Defence minister Khawaja Asif, speaking on the floor of the National Assembly on Friday, criticised the two resigned justices, arguing that their “conscience awakened only after their monopoly was curtailed”. He accused them of “selective amnesia” and said they had forgotten their role during earlier judicial interventions, including cases that removed former Prime Minister Nawaz Sharif from office.

He added the amendment sought to establish the supremacy of the Constitution and insisted those raising objections were standing with individuals rather than the country’s charter.

The opposition alliance Tehreek-i-Tahafuz Ayeen-i-Pakistan also held an emergency meeting on Friday to discuss its response to the 27th Amendment and the broader political situation.

The alliance said it would draw up a nationwide protest strategy, calling the amendment an “extremely dark and dangerous” step that undermines Pakistan’s constitutional order.

Beyond the judicial makeover, the 27th Amendment also marks a major shift in Pakistan’s civil-military balance. The amendment creates a new post of Chief of Defence Forces, a five-star position to be held by Field Marshal Asim Munir, placing the army, navy and air force under a single unified command for the first time.

The post carries lifelong rank, privileges and legal immunity, meaning the sitting office-holder will retain full protections even after retirement. Analysts say this elevates Munir above the traditional heads of the three services and centralises operational and administrative authority in a manner not previously provided for in the Constitution.

The Chief of Defence Forces will have a key say in the appointment of a newly created post of Commander of National Strategic Command, which will supervise Pakistan’s nuclear forces.

Further, removing a five-star officer will have to be done only through a two-thirds parliamentary majority.

In a column earlier this week, Pakistani political commentator Zahid Hussain wrote that “it is unprecedented in a democratic country not to hold leaders and state officials to account for their actions”.
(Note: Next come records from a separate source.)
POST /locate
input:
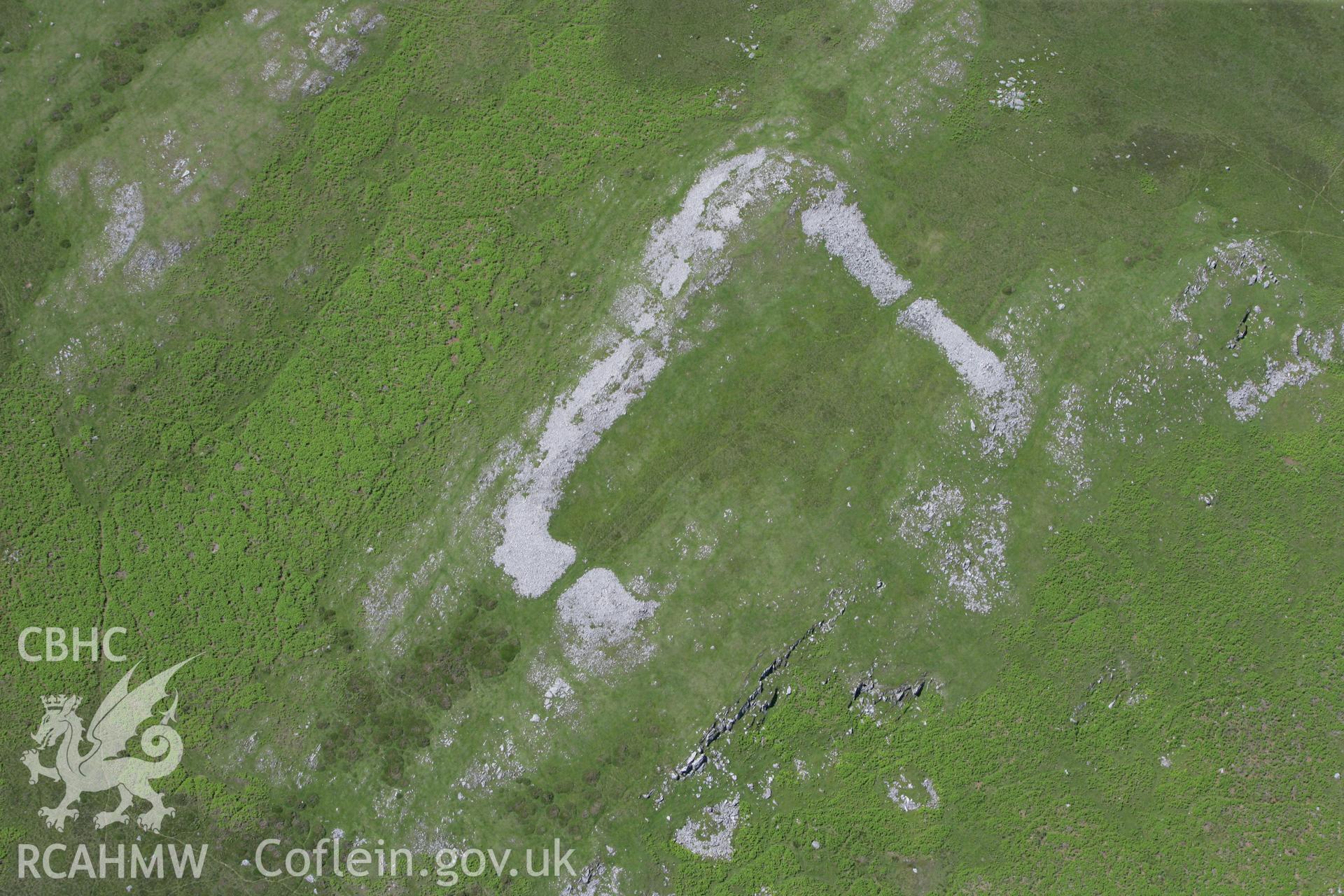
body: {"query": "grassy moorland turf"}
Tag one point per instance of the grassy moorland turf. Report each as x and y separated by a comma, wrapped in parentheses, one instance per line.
(268, 477)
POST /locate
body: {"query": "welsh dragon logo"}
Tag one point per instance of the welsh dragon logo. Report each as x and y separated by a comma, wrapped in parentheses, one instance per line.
(102, 766)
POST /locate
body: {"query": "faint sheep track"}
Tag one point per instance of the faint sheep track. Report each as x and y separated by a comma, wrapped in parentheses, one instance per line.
(682, 257)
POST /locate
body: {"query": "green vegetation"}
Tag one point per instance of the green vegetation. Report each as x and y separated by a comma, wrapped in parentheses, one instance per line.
(276, 450)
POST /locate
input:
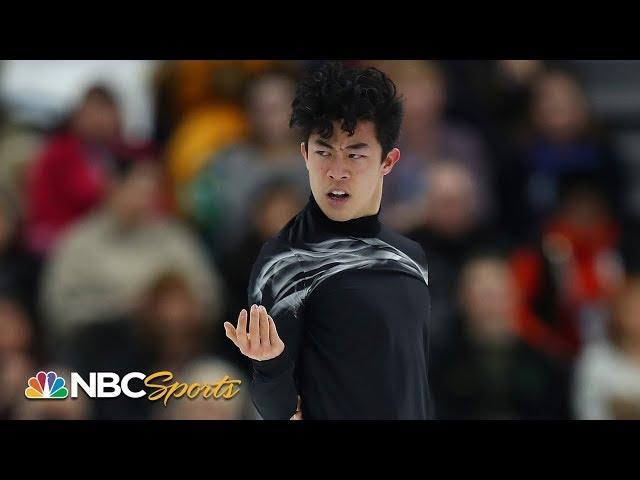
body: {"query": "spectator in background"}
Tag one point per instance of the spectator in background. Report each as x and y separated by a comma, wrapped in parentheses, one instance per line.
(69, 177)
(425, 140)
(451, 229)
(18, 147)
(17, 355)
(210, 370)
(18, 269)
(107, 258)
(607, 374)
(275, 202)
(563, 141)
(169, 328)
(490, 373)
(567, 279)
(219, 200)
(200, 111)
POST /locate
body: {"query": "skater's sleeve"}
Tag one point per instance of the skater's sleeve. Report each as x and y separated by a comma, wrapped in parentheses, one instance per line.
(277, 282)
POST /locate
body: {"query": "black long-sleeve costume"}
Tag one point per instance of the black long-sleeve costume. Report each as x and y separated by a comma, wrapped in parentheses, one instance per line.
(351, 303)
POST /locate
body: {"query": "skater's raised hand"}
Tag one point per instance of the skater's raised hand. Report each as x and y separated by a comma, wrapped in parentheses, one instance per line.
(262, 342)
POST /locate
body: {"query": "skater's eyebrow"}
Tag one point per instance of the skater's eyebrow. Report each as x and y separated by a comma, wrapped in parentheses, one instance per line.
(322, 143)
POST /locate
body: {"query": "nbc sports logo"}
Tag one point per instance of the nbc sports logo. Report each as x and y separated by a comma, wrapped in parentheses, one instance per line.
(46, 386)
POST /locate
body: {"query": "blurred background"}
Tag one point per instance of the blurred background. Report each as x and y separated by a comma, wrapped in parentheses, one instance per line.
(135, 196)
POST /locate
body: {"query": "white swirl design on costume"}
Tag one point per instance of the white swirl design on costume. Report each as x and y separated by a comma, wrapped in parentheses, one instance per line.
(296, 273)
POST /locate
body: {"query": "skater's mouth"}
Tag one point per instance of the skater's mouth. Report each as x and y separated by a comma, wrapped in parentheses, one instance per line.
(338, 194)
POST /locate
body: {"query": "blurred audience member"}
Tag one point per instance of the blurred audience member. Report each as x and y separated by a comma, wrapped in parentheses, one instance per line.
(18, 147)
(490, 373)
(275, 203)
(607, 375)
(168, 328)
(107, 258)
(200, 110)
(450, 231)
(17, 359)
(427, 139)
(69, 177)
(568, 278)
(210, 371)
(18, 269)
(563, 141)
(219, 200)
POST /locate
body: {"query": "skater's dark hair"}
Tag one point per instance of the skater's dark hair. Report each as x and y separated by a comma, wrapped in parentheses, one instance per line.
(334, 93)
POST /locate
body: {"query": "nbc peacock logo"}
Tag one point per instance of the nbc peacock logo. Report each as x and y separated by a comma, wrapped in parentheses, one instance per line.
(46, 386)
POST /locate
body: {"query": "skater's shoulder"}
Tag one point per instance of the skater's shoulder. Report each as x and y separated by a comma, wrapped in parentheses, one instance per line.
(403, 243)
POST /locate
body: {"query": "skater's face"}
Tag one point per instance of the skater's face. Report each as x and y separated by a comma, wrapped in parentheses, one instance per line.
(346, 172)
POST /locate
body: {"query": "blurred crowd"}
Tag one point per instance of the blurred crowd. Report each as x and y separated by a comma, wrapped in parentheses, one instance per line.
(127, 254)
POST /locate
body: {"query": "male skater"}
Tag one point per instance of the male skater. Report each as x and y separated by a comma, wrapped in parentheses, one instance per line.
(338, 322)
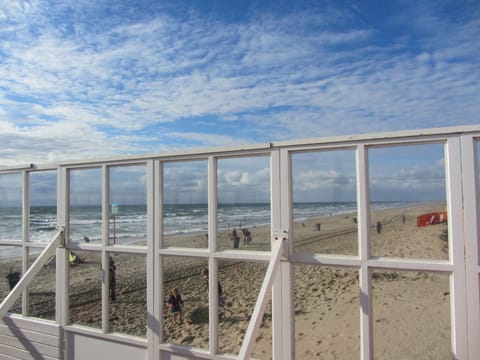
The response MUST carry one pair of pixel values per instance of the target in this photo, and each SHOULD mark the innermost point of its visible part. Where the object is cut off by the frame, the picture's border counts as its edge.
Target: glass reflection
(127, 275)
(327, 323)
(407, 201)
(85, 212)
(11, 207)
(85, 288)
(128, 205)
(324, 202)
(244, 211)
(43, 206)
(411, 315)
(41, 291)
(185, 209)
(188, 324)
(11, 267)
(241, 283)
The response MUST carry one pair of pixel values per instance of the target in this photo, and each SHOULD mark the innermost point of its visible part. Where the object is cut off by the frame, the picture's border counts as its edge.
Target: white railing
(462, 266)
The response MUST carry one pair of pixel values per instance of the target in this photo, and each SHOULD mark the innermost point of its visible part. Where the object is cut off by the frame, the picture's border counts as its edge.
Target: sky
(88, 79)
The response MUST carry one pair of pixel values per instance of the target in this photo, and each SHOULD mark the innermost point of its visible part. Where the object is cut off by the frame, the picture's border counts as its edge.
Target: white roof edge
(202, 153)
(417, 133)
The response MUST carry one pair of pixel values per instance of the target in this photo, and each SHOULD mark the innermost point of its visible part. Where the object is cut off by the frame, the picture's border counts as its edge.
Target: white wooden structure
(24, 337)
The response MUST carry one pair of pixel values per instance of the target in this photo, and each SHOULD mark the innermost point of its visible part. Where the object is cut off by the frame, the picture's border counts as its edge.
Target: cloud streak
(72, 75)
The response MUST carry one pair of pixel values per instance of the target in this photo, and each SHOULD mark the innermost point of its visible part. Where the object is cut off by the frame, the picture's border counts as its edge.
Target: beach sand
(410, 309)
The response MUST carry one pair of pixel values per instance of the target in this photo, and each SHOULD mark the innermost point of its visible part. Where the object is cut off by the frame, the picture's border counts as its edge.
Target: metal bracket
(280, 235)
(61, 229)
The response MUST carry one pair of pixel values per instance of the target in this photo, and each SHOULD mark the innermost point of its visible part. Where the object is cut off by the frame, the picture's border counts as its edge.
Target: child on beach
(221, 300)
(175, 304)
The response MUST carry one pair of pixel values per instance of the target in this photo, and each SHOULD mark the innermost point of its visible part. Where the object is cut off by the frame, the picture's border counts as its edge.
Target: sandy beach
(410, 309)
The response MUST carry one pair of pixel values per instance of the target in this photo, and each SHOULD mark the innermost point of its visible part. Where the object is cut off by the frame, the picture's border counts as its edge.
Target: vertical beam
(263, 297)
(212, 247)
(160, 294)
(62, 268)
(105, 242)
(152, 299)
(29, 275)
(366, 327)
(456, 248)
(26, 234)
(283, 334)
(472, 234)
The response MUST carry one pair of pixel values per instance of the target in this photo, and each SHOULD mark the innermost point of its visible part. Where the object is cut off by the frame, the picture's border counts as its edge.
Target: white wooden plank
(30, 275)
(263, 297)
(29, 335)
(23, 354)
(29, 346)
(40, 326)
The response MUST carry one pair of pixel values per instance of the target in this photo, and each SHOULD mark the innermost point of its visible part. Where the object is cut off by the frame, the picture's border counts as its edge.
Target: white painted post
(366, 327)
(263, 297)
(472, 234)
(456, 248)
(30, 274)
Osama Malik, a senior constitutional law expert, told Deutsche Welle that the amendment “would be considered draconian even by martial law standards”.

“If the military chief in the future suspends parliament and abrogates parts of the constitution, there cannot be any legal action against him because of absolute immunity,” he said.

According to a Dawn analysis, the “Article 243 overhaul marks a leap towards military centralisation and consolidation of uniformed supremacy”. Retired Lieutenant General Asif Yasin Malik warned that “by placing an army officer as the Chief of Defence Forces with authority over the Air Force and Navy, the proposed system invites institutional imbalance and potential disaster”.

The government defends the changes as necessary to strengthen national defence in a “situation of war”, as law minister Azam Nazeer Tarar put it, while critics say the amendment institutionalises military dominance and weakens civilian oversight.

Munir’s elevation to Chief of Defence Forces also means he will remain at the apex of Pakistan’s military well beyond the end of his current term as Army chief. His original three-year tenure was due to end on November 27, but it was extended by five years, taking his term to 2027, after an amendment last year.

Under the latest changes to the Army Act following the 27th Amendment, Munir’s concurrent appointment as Chief of Defence Forces means “the existing tenure of the incumbent Chief of the Army Staff shall be deemed to have recommenced from the date of such notification”. His term will now run until November 2030.

This article went live on November fourteenth, two thousand twenty five, at nine minutes past eleven at night.